Non so se avete colto la serietà di quanto successo ieri nella riunione del PPE. La trappetta inflitta a Berlusconi del vertice del Partito Popolare Europeo firmata dal suo presidente in persona, Wilfried Martens, ha fatto ridacchiare molti.
Costoro si sono fermati alla superficie, allo sgarbo dei dirigenti internazionali nei confronti del sempre più isolato Silvio, perpetrato per mezzo di un Mario Monti spuntato a Bruxelles come un finferlo dopo una pioggia abbondante.
Mario Monti che, in tutta la sua algida compostezza, ha ricevuto un’investitura dall’alto, dall’Europa in persona: il cavallo su cui puntiamo sei tu. Un impacchettamento della questione politica italiana fatto da democristiani (europei), nella maniera che tanto piace ai democristiani: uno showdown sibillino, formale, ineluttabile, inoppugnabile.

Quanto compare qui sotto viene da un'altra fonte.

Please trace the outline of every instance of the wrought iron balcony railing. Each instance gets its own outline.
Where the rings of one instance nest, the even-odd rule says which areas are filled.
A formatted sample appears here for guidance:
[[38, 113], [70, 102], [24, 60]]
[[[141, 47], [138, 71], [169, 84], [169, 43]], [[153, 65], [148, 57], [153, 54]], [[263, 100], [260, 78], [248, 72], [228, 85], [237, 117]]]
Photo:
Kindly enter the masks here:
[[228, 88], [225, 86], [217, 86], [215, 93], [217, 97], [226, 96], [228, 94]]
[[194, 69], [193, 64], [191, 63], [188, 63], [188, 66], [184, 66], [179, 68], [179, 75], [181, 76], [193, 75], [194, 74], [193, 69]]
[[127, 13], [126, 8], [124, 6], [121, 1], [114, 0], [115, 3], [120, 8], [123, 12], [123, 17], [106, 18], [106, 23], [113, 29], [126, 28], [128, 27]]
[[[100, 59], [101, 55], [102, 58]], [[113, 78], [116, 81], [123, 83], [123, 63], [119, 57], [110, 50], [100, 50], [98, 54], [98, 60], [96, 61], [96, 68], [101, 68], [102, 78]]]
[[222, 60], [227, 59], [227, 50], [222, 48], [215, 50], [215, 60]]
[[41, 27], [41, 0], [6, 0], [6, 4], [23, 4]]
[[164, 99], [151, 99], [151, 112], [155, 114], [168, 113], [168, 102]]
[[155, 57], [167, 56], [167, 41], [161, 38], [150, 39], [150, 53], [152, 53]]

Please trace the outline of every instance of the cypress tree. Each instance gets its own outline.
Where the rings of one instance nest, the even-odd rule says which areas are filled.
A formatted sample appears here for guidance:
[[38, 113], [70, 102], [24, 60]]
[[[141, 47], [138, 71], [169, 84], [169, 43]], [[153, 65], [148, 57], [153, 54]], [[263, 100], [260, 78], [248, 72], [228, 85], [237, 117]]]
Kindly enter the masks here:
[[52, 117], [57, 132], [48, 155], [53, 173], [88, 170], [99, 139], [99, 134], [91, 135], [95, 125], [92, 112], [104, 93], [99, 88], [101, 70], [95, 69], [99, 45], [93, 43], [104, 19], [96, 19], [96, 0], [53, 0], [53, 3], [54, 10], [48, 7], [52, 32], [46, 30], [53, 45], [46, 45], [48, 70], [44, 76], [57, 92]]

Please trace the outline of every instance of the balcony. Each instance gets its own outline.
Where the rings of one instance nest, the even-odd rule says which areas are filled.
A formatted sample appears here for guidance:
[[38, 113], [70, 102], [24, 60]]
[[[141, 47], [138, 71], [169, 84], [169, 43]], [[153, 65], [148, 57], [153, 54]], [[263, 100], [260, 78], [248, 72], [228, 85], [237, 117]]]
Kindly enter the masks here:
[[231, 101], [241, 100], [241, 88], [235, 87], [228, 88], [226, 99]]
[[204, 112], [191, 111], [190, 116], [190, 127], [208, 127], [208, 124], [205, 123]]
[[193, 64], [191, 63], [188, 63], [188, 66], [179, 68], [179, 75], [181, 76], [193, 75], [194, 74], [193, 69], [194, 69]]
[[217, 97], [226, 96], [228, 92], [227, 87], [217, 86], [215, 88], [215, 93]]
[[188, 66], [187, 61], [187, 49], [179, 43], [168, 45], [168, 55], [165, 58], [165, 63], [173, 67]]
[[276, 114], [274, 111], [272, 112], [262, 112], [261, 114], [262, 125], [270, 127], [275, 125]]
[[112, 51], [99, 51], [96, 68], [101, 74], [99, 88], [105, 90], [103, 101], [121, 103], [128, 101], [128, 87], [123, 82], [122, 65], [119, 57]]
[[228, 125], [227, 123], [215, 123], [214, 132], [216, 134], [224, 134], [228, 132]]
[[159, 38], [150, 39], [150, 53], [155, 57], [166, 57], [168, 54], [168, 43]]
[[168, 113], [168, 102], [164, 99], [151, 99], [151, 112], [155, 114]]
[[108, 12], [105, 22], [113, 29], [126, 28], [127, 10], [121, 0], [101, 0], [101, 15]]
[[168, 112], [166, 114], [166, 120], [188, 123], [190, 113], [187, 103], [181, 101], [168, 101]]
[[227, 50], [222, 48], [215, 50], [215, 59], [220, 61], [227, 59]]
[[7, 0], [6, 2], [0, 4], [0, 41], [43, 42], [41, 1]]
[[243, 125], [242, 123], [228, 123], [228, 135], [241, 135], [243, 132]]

Tutti contro uno, e quell’uno colle spalle al muro.
Non c’è molto di positivo, in tutto questo: un sollievo sadico nel vedere il vecchio leader sostanzialmente umiliato – ma forse questo dovrebbe far porre alcune domande sulla maturità del corpo elettorale italiano, incapace di dare chiari segnali di cambiamento, di sostenere un’alternativa, salvo poi godere più o meno sottoveste quando altri fanno il lavoro sporco.
Forse anche la costrizione, sempre per mano europea, nei confronti del centrodestra italiano, obbligato ad assumere forme e modi più seri e decorosi, cercando di somigliare sempre più al nuovo pastore (Monti) che al vecchio padrone.
Una maturazione che può solo giovare, sia alla destra che alla sinistra.
Nonostante questo, c’è da preoccuparsi: innanzitutto per una endemica mancanza di midollo spinale da parte tanto della destra che del centro italiani. Non sono riusciti a scrollarsi di dosso Berlusconi, non sono riusciti a ritagliarsi un proprio spazio quando il proprietario si è fatto da parte, non riescono a consigliarlo adeguatamente ora, non riescono (qui l’Udc) a decretarne una fine politica al di là di quella personale.
C’è da chiedersi come farà Monti a far fruttare un così misero gruzzolo di talenti, se non imponendo le proprie personalità e visione di insieme su un gruppo di parlamentari da trattare a questo punto come meri esecutori in Parlamento delle direttive governative – yes men prima, yes men dopo.
In secondo luogo, per una credibilità dell’ipotetico Governo Monti II: come potrebbe farsi supportare da una maggioranza Pdl + Udc che non solo è responsabile dell’ultimo decennio, ma che in buona parte non ha nemmeno rinnegato né il tempo passato né il suo leader? Una maggioranza che più o meno sostanzialmente continuerebbe ad essere guidata dal patrimonio Fininvest?
Terzo: il Governo Monti attuale è stato politicamente accettato in quanto “apolitico” e “tecnico”. La partecipazione di Monti a quel vertice sconfessa questa etichetta, dichiarando formalmente (sostanzialmente, qualcuno lo aveva per così dire subodorato) di appartenere a quella determinata corrente e mirare – dovesse candidarsi come Presidente del Consiglio – a quel preciso bacino elettorale.
Via la maschera, via l’ecumenismo, via la solidarietà nazionale: il tutto, tra l’altro, per far nascere una destra più elegante ma sostanzialmente sempre sbagliata, una destra legata a doppio filo con l’elettorato cattolico, con tendenze sociali (quindi, con una finestra sull’estremismo alla Storace, che avrà sempre una ragion d’essere, seppur limitata e magari extraparlamentare), burocratica e conservatrice nel senso più deleterio del termine. Di liberalismo, al solito, manco l’ombra.
Infine, la tracotanza delle istituzioni europee: la trattatistica farraginosa, la mancanza di rappresentatività, le politiche confuse dedicate ad ambiti marginali non hanno impedito ai vicini di casa di suggerire il nostro futuro amministratore di condominio.
Una ingerenza sinceramente poco tollerabile, anche per un europeista: in assenza di una formalizzazione giuridica una mossa del genere è una gravissima mancanza di riguardo nei confronti dell’Italia, che è pur sempre membro fondatore dell’Unione Europea – e non c’è Berlusconi che tenga, merita rispetto: chi gioisce per lo sgarbo arrecato è perché antepone il livore contro Berlusconi al rispetto verso il proprio Paese, e di costoro non abbiamo bisogno né per abbattere il vecchio né (tantomeno) per costruire il nuovo.